Karem Abbdul Jabar, le plus grand joueur de basketball de tous les temps, a toujours appuyé la lutte pour les droits civiques et il a défendu publiquement le geste de Kaepernick dans un articulé du New York Times. Jabar y déclare que les « antipatriotes » sont les détracteurs du quart-arrière des 49ers et que les « véritables patriotes » sont ceux-celles qui se lèvent pour dénoncer l’oppression dont sont victimes les minorités aux Etats-Unis et dans le monde : ceux qui brandissent l’étendard de la liberté ont un devoir de la défendre partout.
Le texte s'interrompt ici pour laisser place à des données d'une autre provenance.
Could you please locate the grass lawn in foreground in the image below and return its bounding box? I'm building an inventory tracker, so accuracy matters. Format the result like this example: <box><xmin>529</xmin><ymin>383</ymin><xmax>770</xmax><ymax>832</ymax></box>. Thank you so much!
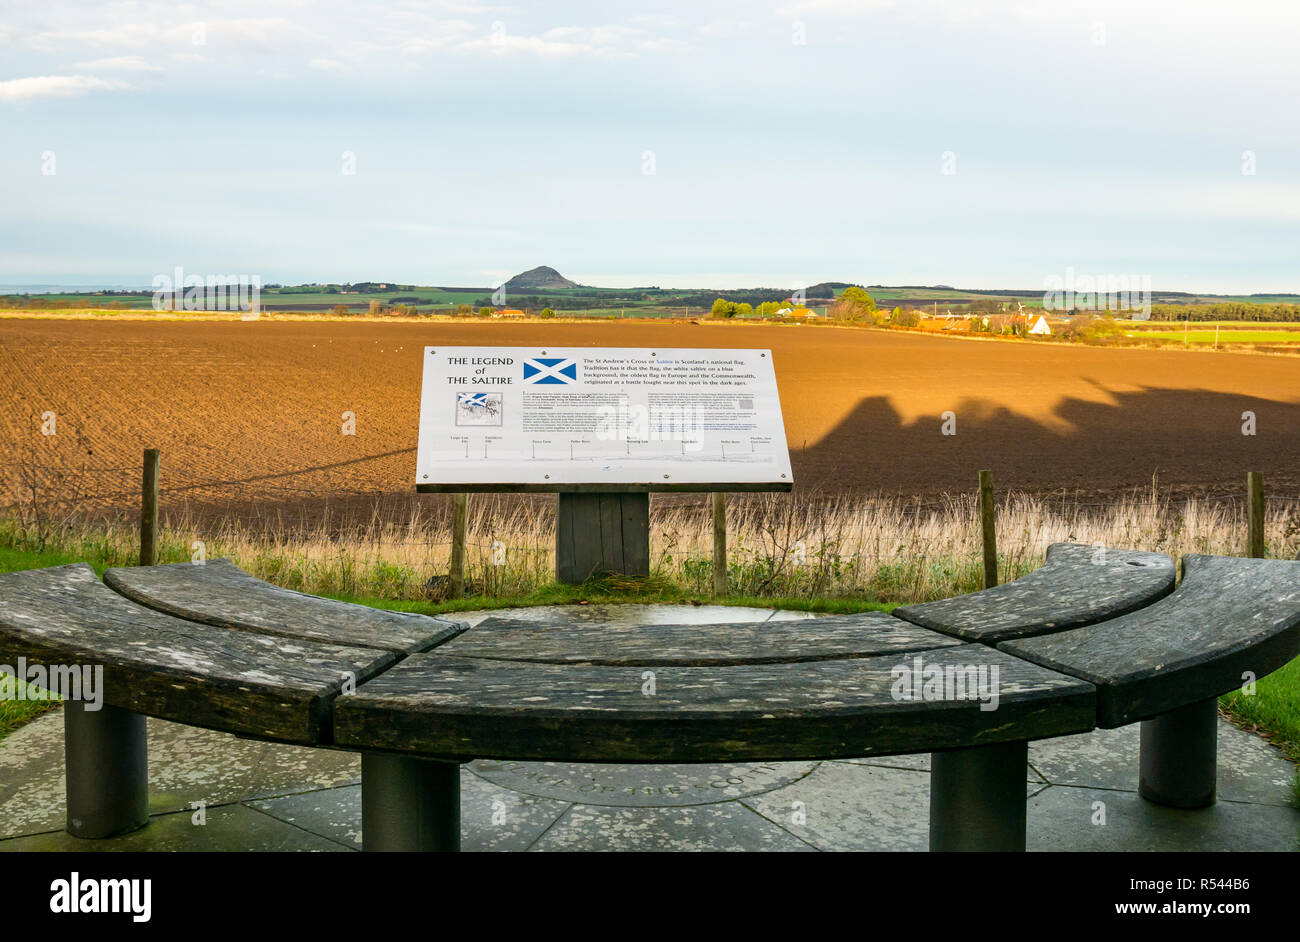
<box><xmin>1221</xmin><ymin>658</ymin><xmax>1300</xmax><ymax>803</ymax></box>
<box><xmin>0</xmin><ymin>677</ymin><xmax>57</xmax><ymax>742</ymax></box>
Le mouvement de Black Lives Matter a qualifié Kaepernick de « héros national » et l’a reconnu comme une figure importante de la culture politique des noirs. À son tour, Kaepernick avait appuyé Black Lives Matter, dès la naissance du mouvement après les meurtres de Ferguson et de Baltimore. Son action s’inscrit dans la lutte entreprise par les noirs américains contre le racisme systémique, le profilage racial et l’entrave du droit de vote des noirs.
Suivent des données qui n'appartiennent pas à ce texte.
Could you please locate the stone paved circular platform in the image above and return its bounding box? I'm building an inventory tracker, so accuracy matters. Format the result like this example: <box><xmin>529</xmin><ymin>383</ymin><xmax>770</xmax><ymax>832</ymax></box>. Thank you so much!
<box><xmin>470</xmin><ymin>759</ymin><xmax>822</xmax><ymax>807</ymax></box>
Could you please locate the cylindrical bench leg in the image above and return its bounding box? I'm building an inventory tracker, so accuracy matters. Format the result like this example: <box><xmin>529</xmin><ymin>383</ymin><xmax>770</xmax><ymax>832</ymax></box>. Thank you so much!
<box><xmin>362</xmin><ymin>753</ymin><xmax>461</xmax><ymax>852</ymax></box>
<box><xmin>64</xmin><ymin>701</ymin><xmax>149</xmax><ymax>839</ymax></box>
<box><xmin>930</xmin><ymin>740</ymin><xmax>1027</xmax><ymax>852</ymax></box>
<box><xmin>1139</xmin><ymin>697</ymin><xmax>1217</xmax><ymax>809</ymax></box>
La riposte furieuse des néoconservateurs qui s’indignent du geste de Kaepernick est révélatrice des tensions raciales qui animent la société américaine, depuis des décennies. Pensons à Donald Trump qui était prêt à payer un billet d’avion à Kaepernick pour qu’il puisse quitter « ce beau pays qu’il déteste tant ». Hilary Clinton, quant à elle, qui se dit une « défenseure des noirs » n’a pas commenté l’affaire Kaepernick. Par opportunisme politique, la candidate démocrate craint probablement de perdre des appuis de républicains déçus si elle appuyait le geste du quart-arrière des 49ers ou si, au contraire, elle déciderait d’adopter une position mitigée qui le ferait perdre le vote des noirs.
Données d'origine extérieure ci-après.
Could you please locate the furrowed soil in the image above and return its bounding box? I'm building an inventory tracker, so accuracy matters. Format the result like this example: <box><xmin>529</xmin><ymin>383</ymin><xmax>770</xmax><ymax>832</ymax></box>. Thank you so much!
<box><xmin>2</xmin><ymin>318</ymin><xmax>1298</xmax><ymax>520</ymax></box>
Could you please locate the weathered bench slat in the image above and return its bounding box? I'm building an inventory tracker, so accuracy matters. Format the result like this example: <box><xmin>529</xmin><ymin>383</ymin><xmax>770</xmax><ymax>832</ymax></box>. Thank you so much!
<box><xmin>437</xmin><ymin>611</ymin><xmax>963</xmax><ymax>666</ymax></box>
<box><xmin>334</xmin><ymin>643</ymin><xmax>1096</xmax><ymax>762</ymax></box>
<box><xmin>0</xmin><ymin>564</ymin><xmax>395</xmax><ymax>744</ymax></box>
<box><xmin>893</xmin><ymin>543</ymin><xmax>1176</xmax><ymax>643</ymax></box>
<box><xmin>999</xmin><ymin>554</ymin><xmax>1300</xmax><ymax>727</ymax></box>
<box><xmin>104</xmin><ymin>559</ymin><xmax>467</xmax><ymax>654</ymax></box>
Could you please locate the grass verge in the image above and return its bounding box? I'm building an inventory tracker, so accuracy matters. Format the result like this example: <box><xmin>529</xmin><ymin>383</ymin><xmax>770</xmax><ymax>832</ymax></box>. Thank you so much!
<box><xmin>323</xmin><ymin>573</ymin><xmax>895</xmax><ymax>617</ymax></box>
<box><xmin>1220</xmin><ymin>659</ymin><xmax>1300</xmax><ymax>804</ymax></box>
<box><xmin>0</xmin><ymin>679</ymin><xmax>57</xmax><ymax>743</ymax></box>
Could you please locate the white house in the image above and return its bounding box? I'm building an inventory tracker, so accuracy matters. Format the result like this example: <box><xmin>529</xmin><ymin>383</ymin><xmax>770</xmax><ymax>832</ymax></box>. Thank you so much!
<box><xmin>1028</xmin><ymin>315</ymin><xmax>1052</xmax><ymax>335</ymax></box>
Ne soyons pas dupes : le geste de Kaepernick pourrait lui coûter cher. Certains athlètes noirs ont déjà subi les foudres du gouvernement américain par le passé. Ce fut le cas de Mohammed Ali qui avait défié la conscription durant la Guerre du Vietnam en déclarant : « Aucun Viêt-Cong ne m’a traîté de nègre ! » Cela nous rappelle aussi Jesse Owens qui avait défié le régime nazi en gagnant 4 médailles d’or à Berlin en 1936 et John Thorpe, un amérindien nommé le « plus grand athlète du demi-siècle », à qui on avait retiré ses médailles olympiques pour avoir jouer au baseball dans une ligue de blancs. Le boycott de Kaepernick est un geste de la même importance historique. Tout comme Mohammed Ali, Kaepernick n’est plus simplement un grand quart-arrière, il est devenu la figure de proue d’un mouvement plus grand que lui.